Role Playing Made Fun and Effective

When it comes to the phrase “role playing,” many dental team members react the way lay people respond when they hear “root canal.”  They do not want any part of it.  Just as modern root canals are often comfortable for patients and the procedure removes the source of their discomfort, role playing can be made fun and effective. What’s the catch?  It has to be done right.

Here are some tips for running a successful role playing session.

  1. One person plays the role of the team member while someone else pretends to be the patient.  The person playing the patient role can offer objections to the cost of treatment or throw up other road blocks, but no one should overplay the part.  Forget the histrionics.  The “patient” can be skeptical but must always be polite and at least somewhat malleable.
  2. Each scenario should be no more than one minute long.
  3. Immediately following the session, ask everyone on the team what the role player did right. There can be no criticism until there is praise.
  4. Next, ask the role player what he or she did right.
  5. Ask the role player a key question: “What could you do next time to improve?”
  6. Other team members can chime in, but they have to be supportive. Example: “I agree that you could have asked more open questions, but you were doing great in the beginning.”
  7. Give the role player a chance for redemption by repeating the same scenario. The person you are training will inevitably do better the second time around.
  8. Ask the entire team for comment on why round two was better.
  9. Ask the person you are training if they felt more comfortable when they had a chance to improve. They will almost always concur because they learned what to say and what not to say.
  10. Have others role play.  When the entire session is done, summarize the learning experience and thank everyone for their cooperation.

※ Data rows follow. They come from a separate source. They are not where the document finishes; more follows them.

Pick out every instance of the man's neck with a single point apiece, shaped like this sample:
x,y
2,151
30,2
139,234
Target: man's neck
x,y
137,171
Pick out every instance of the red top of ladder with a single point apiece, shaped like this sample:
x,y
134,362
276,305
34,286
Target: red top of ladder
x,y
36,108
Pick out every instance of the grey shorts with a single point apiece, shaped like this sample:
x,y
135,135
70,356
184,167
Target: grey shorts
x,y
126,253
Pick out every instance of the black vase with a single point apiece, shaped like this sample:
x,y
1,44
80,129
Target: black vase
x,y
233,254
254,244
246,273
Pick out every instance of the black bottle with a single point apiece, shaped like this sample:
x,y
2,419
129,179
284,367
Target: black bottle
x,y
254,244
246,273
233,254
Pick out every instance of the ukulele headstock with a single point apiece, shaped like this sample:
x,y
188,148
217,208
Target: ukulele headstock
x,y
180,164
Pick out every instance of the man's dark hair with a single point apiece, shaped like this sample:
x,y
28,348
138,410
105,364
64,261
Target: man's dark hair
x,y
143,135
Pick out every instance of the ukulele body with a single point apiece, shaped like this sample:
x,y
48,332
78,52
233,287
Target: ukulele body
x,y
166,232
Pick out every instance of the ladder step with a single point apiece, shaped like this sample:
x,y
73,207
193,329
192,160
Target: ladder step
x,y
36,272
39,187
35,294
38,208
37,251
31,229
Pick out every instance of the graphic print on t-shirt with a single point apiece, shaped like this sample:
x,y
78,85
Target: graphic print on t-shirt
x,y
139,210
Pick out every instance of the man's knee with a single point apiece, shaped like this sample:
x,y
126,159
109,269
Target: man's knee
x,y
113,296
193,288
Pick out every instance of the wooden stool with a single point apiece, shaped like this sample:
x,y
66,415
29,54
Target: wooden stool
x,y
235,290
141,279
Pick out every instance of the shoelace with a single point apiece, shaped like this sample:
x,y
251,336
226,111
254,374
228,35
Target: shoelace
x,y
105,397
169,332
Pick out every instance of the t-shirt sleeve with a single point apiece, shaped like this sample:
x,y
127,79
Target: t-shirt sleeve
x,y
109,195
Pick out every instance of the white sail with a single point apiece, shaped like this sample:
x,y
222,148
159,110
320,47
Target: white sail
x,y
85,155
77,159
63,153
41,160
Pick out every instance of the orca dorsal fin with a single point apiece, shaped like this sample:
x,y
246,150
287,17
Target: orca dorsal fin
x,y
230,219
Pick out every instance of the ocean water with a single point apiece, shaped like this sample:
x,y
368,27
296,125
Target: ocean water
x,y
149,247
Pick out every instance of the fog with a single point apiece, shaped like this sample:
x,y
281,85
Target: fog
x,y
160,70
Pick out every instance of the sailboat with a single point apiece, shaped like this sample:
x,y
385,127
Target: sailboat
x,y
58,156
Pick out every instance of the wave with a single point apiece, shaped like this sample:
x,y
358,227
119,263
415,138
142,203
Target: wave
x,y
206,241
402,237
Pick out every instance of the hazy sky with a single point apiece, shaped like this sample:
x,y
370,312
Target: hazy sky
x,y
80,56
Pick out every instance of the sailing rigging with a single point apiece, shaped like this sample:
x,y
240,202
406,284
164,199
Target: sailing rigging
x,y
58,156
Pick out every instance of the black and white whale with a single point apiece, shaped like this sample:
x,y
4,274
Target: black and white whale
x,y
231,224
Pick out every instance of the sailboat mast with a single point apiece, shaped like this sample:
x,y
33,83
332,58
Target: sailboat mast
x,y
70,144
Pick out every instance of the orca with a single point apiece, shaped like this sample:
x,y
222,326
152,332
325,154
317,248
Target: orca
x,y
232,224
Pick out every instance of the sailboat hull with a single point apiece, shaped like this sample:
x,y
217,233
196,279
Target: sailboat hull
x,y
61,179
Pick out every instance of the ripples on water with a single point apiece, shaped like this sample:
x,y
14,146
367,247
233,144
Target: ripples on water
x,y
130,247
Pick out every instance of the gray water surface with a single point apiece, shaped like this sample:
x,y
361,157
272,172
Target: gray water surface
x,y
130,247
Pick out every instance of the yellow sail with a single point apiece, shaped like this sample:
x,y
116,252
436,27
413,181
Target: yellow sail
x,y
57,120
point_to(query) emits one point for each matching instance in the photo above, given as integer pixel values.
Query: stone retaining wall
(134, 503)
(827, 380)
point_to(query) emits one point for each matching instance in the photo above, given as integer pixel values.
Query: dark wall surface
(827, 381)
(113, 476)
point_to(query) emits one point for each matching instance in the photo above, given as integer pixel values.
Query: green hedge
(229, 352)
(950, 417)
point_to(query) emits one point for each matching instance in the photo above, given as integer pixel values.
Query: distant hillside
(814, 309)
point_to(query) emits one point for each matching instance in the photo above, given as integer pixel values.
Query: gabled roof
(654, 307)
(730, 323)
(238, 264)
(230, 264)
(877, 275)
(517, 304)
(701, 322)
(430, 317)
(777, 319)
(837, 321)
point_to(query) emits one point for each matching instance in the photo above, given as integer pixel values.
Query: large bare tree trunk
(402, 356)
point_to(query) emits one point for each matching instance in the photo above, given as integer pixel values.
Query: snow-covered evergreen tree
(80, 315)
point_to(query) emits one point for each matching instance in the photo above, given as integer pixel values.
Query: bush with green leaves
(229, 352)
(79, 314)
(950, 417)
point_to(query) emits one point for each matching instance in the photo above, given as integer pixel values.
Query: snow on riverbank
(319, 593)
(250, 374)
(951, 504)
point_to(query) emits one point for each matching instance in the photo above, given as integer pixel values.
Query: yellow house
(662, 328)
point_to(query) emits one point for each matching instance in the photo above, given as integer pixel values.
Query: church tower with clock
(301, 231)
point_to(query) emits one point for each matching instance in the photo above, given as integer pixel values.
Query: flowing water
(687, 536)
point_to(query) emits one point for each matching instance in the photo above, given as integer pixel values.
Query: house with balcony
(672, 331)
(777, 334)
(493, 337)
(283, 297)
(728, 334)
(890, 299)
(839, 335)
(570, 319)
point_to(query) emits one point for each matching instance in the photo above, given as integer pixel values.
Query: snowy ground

As you can see, the goal is not to catch someone doing something wrong, but to reward good behavior and encourage the person being trained to make improvements.  The other team members are not really judges but a cheering section.  People tend to be harder on themselves than they are on other people, so don’t worry about bad behavior going unnoticed.

By role playing in a positive fashion, you will help team members learn to deal with difficult situations in the office in a supportive environment.